BARCELONA

Barça's Leo Messi testifies in court over alleged tax evasion

The Barcelona player faces charges of defrauding the Spanish tax authorities out of 4.1 million euros. He took the stand on Thursday in the High Court.

Messi arrives at the Barcelona High Court to face his tax evasion charges

Barcelona star Lionel Messi, one of the world's highest-paid athletes, arrived on Thursday at the Barcelona High Court to take the stand for the first time during his trial for tax fraud

Answering questions posed by the public prosecutor, the Argentina captain denied any knowledge of the ins-and-outs of his image rights deals and said that when he signed the documents that form the basis of the prosecution's case, he did so "trusting in my dad and my lawyers."

Messi in the courtroom, facing tax evasion charges.

Messi accused of evading 4.1 million euros of tax

Messi who wore a black suit and tie, was both cheered and jeered as he emerged from a van, accompanied by his father Jorge Horacio Messi at 10:15 (CEST) this morning.

The two are accused of using a chain of fake companies in Belize and Uruguay to avoid paying taxes of 4.16 million euros on Messi's income earned through the sale of his image rights from 2007-09.

Asked in court on Thursday about the activity of the companies set up to deal with his image rights, the player answered:"I never asked my dad about these things. The truth is that as my dad explained before, I trusted him and the lawyers. I didn't know anything about it, I just played football."

On the existence of a company called Jenbril, registered in Uruguay to handle payments relating to his image rights, Messi said: "I didn't know I was a member and manager of this company, I signed it because he [Jorge Messi] said so and I trusted him and the lawyers. All I knew was that I was signing a deal with sponsors to do adverts, photo shoots and things like that. I remember we went to a notary but I was 18 when I signed it and as you can imagine, I was in a different world. I don't remember anything about it."

For his part, Jorge Messi stated on repeated occasions that his son "knew nothing about it."

Messi arrives at courtBarcelona's football star Lionel Messi (R) followed by his father Jorge Horacio Messi.

Messi faces possible 22 month jail sentence

A massive media presence greeted Messi father and son, with more than 200 journalists present.

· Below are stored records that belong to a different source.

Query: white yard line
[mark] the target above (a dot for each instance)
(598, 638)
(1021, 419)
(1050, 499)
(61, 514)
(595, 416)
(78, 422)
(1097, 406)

Messi will speak today in the third day of the ongoing case with state lawyers requesting a prison sentence of 22 months and 15 days for the football player.

Even where Messi was given such a jail sentence this would likely be suspended as is common in Spain for first offences carrying a sentence of less than two years.

The case for the defence: Messi knew nothing

Messi's defense lawyers have argued that the player "never devoted a minute of his life to reading, studying or analysing" the contracts, and therefore knew nothing about his financial arrangements.

But the court in Barcelona ruled in June 2015 that the player should not be granted special immunity for not knowing what was happening with his finances, which were being managed in part by his father Jorge Horacio Messi. 

Messi's tax advisors

Messi's former tax advisors gave their vocal support to the Barcelona striker when they took the stand on Wednesday, saying the player never handled his own tax affairs.

He "didn't take any decisions and I didn't see anyone consulting him for anything", Ángel Juárez, one of the partners at law firm Juárez Veciana which managed Messi's tax affairs at the time, told the court.

Inigo de Loyola Juarez, another partner and Juárez's brother, added: "I don't know if any of my correspondence has been included in the case, but they will see that Lionel Messi does not appear in any of it."

The Barcelona striker and his legal defence team have long argued that Messi's father handled the footballer's finances without reporting to him, and the striker was not aware of any wrongdoing.